If you recall, the present IRF PPS payment tool has burden of care payment with lesser level CMGs, including those with categories that state ‘no tier’ payment. That designation does not mean the patient is not complex. Tiers are assigned above and beyond the ‘inherent’ co-morbid conditions for a specific etiologic diagnosis. Therefore, a CVA with dysphagia, no matter what level, still needs acute dysphagia managed. And yet, it is never tiered because it’s EXCLUDED in all stroke patients. Therefore, the base CMI includes ‘potential’ acuity for stroke severity illnesses. That concept goes with an entire cohort of potentially complex medical management that may even cause death or near misses NOT recognized or tiered at the CMG level because the condition could be inherent in the etiologic diagnosis that leads to the impairment group code.
If your IRF facility accepts low level CMG patients without tiers, you will fall into an outlier status if admissions are at or above the 80th percentile for them. Why? PEPPER Reports are watching. You have already been forced into rationing rehabilitation level of care for fear of ‘improper use of IRF beds’. No wonder IRFs can sit half empty!

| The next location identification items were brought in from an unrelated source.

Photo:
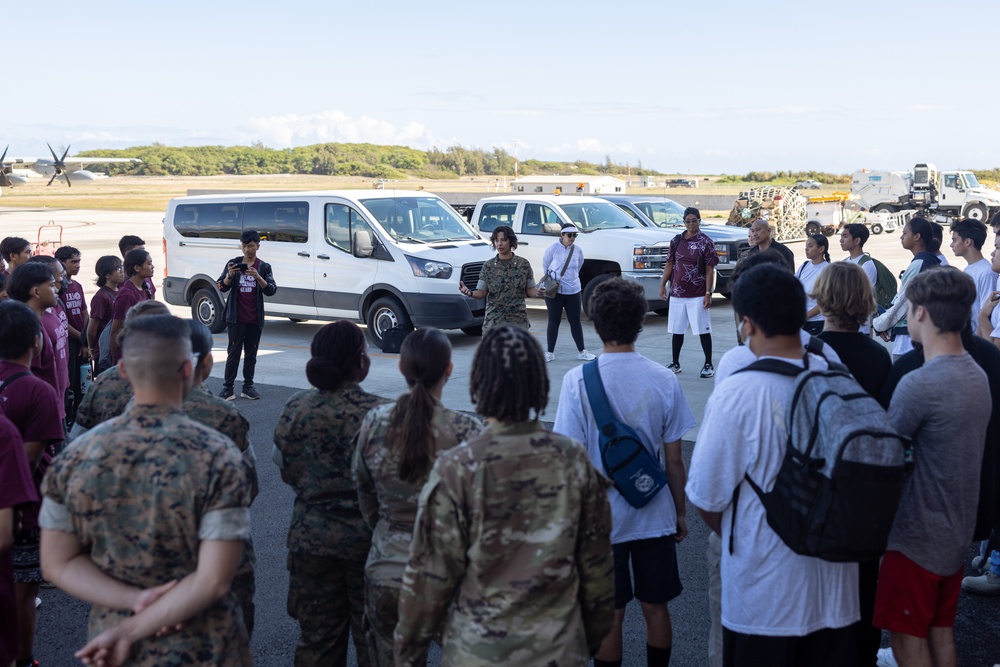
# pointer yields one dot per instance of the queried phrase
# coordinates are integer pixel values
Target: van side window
(281, 221)
(209, 221)
(341, 223)
(496, 215)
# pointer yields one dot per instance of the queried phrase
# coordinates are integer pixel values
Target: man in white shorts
(690, 269)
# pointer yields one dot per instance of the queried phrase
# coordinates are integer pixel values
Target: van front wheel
(384, 314)
(207, 309)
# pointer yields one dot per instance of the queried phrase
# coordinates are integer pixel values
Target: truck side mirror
(362, 245)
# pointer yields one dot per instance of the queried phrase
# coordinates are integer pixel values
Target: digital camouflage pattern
(389, 506)
(316, 437)
(155, 467)
(201, 406)
(511, 555)
(107, 397)
(505, 282)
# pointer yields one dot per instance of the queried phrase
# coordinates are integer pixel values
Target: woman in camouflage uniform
(328, 540)
(511, 552)
(397, 445)
(504, 282)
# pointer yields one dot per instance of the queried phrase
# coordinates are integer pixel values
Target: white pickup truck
(613, 243)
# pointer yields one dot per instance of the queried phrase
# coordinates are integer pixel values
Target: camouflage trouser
(326, 596)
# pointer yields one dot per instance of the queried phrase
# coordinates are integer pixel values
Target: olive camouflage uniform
(201, 406)
(505, 281)
(107, 397)
(153, 466)
(511, 555)
(328, 540)
(389, 506)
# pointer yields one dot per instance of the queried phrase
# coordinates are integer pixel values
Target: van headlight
(428, 268)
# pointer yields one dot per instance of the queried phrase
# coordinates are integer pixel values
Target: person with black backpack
(778, 607)
(648, 514)
(921, 572)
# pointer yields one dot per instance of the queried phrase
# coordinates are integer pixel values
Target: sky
(679, 87)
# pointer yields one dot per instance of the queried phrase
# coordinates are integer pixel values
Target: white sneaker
(886, 658)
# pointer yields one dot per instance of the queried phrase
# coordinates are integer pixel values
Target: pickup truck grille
(470, 274)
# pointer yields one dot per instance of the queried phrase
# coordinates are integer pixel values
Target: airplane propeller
(4, 169)
(60, 165)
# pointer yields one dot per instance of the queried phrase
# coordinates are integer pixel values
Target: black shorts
(654, 563)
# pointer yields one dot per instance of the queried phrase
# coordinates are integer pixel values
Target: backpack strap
(12, 379)
(598, 398)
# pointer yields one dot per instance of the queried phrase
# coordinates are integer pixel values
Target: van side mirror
(362, 246)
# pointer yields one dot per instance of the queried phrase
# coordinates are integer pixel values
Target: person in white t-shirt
(967, 239)
(778, 608)
(817, 258)
(659, 413)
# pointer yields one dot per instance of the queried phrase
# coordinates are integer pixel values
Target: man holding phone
(244, 312)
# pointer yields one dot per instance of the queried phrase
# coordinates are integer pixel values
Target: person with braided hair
(510, 561)
(328, 541)
(397, 445)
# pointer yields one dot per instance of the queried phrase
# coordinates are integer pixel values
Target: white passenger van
(386, 258)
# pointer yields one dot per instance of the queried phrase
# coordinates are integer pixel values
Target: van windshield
(604, 215)
(419, 219)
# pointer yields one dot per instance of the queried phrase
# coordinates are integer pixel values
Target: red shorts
(911, 600)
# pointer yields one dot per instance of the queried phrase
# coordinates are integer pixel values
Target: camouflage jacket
(511, 554)
(388, 504)
(107, 397)
(140, 492)
(316, 436)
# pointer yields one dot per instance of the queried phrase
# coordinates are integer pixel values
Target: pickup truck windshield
(591, 216)
(419, 219)
(663, 213)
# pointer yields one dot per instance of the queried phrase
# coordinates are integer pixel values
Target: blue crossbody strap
(599, 404)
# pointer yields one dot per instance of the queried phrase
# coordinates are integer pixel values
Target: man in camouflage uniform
(389, 505)
(146, 517)
(512, 545)
(328, 540)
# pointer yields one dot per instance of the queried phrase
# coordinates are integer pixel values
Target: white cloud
(334, 126)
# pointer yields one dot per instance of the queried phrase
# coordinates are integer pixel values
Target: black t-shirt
(987, 356)
(867, 361)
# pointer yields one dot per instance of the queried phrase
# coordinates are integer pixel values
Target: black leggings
(571, 302)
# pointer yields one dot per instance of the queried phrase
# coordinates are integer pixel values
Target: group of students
(503, 541)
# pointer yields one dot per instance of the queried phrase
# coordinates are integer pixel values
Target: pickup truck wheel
(977, 212)
(207, 309)
(588, 290)
(384, 314)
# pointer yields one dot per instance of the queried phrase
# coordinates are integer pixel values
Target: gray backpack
(842, 476)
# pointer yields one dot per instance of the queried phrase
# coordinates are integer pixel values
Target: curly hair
(508, 378)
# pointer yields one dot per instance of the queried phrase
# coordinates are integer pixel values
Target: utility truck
(942, 194)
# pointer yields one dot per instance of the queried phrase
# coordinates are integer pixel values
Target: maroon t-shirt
(35, 410)
(52, 364)
(690, 258)
(246, 306)
(16, 489)
(76, 303)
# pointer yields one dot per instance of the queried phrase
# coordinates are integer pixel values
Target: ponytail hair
(337, 350)
(823, 243)
(423, 360)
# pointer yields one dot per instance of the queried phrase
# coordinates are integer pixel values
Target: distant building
(567, 185)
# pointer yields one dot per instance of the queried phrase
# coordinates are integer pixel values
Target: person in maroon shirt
(33, 407)
(138, 269)
(15, 252)
(127, 244)
(244, 312)
(109, 276)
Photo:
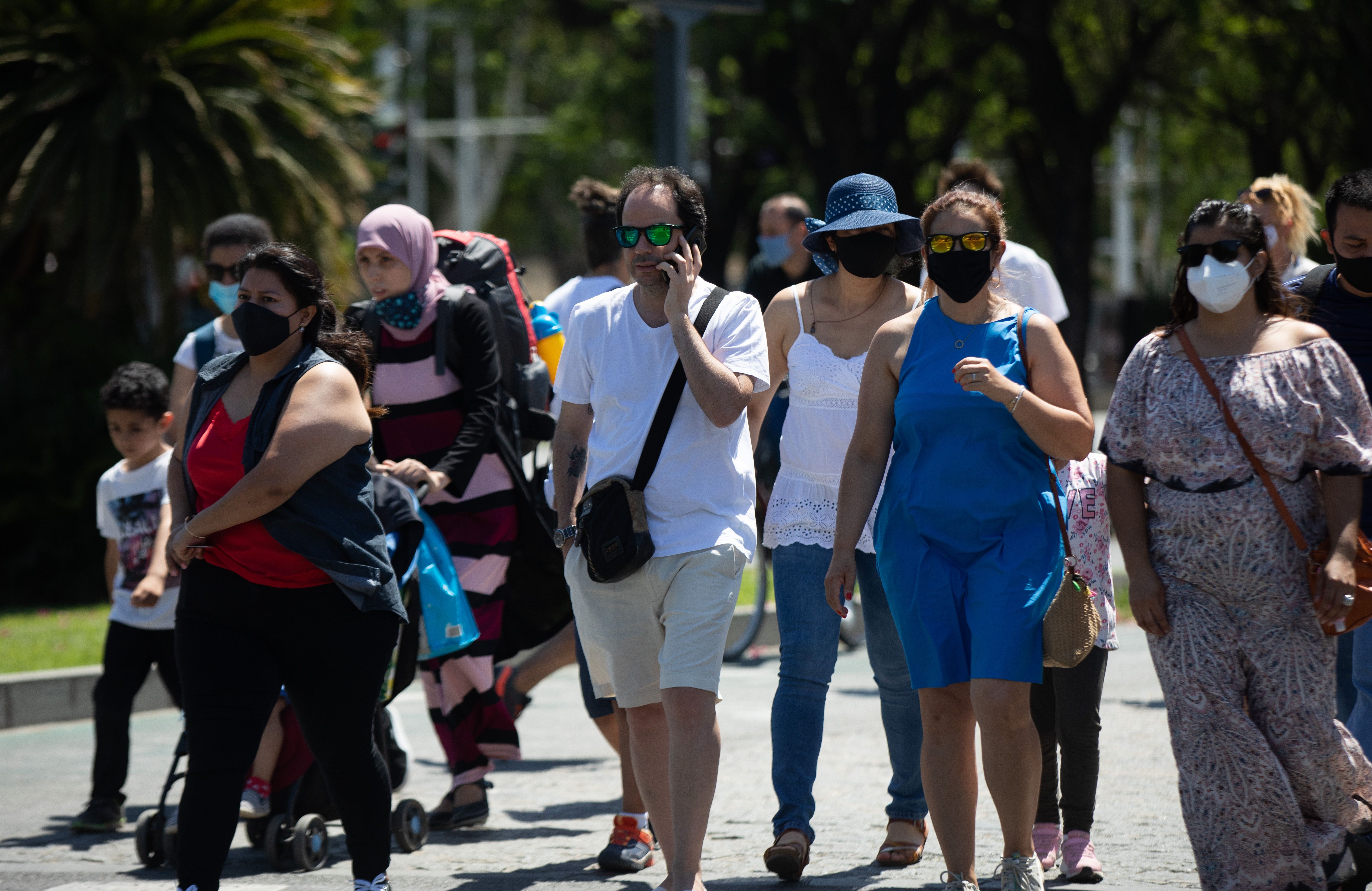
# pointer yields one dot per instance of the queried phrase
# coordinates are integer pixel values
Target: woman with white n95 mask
(1274, 790)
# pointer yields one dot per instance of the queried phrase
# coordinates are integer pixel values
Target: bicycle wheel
(755, 623)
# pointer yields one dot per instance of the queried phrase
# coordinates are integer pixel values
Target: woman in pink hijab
(442, 429)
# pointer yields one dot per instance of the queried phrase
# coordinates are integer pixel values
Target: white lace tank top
(814, 440)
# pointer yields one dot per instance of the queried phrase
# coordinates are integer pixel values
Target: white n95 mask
(1216, 286)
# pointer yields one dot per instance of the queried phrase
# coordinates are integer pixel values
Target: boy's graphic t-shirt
(1089, 530)
(128, 507)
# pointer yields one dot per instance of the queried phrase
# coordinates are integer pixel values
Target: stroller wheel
(276, 842)
(409, 826)
(147, 839)
(311, 843)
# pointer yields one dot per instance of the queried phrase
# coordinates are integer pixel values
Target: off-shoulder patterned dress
(1268, 778)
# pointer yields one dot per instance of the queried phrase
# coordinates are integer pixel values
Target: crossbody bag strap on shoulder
(1244, 444)
(671, 397)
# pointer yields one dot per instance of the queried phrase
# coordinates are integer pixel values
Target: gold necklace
(833, 322)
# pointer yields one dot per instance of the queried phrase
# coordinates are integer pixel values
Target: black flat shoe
(449, 816)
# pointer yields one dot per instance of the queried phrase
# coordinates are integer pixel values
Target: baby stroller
(295, 834)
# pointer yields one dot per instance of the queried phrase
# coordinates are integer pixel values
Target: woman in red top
(285, 563)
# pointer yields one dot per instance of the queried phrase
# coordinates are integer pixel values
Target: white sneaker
(1020, 872)
(381, 883)
(954, 882)
(254, 805)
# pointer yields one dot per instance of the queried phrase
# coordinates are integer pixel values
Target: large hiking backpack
(485, 264)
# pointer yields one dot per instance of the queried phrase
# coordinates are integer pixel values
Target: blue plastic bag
(448, 618)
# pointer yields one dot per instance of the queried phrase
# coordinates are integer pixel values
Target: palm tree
(127, 126)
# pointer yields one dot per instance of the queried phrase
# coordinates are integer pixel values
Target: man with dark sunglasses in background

The fear that IRFs are already taking patients with ‘low medical necessity’ is watched carefully through PEPPER Reports, not only for joint replacement and other orthopedic low level CMGs, but several other conditions even when they are included in the 60% rule to defend IRF licensure. Below are 2 of 4 PEPPER target areas; the second discusses no tier low level CMG admissions. Monitoring PEPPER Reports helps determine if facilities are already in the target zone of being an ‘outlier’ for accepting potentially ‘improper’ patients.
Do not support Site-Neutral Payment when only a portion of the IRF journey and access story has been told.
Dr. Bruce Gans, Chair, AMRPA Board of Directors, voiced concerns in a letter to MedPAC in December on this very issue.
Despite many testimonials directed to MedPAC, in January, they already recommended adoption of site-neutral to Congress. Your elected officials will, at some point, be asked to review, create policy and vote on that recommendation. PLEASE review all the rationale for why the study was done and the recommendations being made. This recommendation could be the nail that seals the coffin for a unique Inpatient Rehabilitation level of ACUTE care called IRF/U. Most importantly how can this support the Three Part AIM where the PATIENT OUTCOME, Experience and costs are important. Recall that in a previous blog I was able to show you IRF PPS payments for some beneficiaries that now access SNF for the recommended diagnoses can be cared for at a lesser payment level.
As the Director of Therapy Rehabilitation for a free standing IRF for 12 of 21 years there, the IRF was near capacity at the inception of IRF PPS between 2002-2004. In fact, with a waiting list and I operated 60 beds at the time. In addition since this facility also had SNF beds those were appropriately filled as well. Correctly guiding those patients that could tolerate and benefit from the intensity of an IRF was the ONLY consideration the medical director made. This was also done with the 75% rule using 10 key rehabilitation categories. Regulatory ‘rationing’ occurred with rule changes and IRFs were pushed to where you find them now.
At this time, like NO OTHER, your voice needs to be heard in Washington DC. Educate your lawmakers to the regulatory demise IRFs have long suffered without sufficient argument. Protect patient access; protect a uniquely defined Inpatient Acute Rehabilitation level of care. Most important, lets put the patient needs first!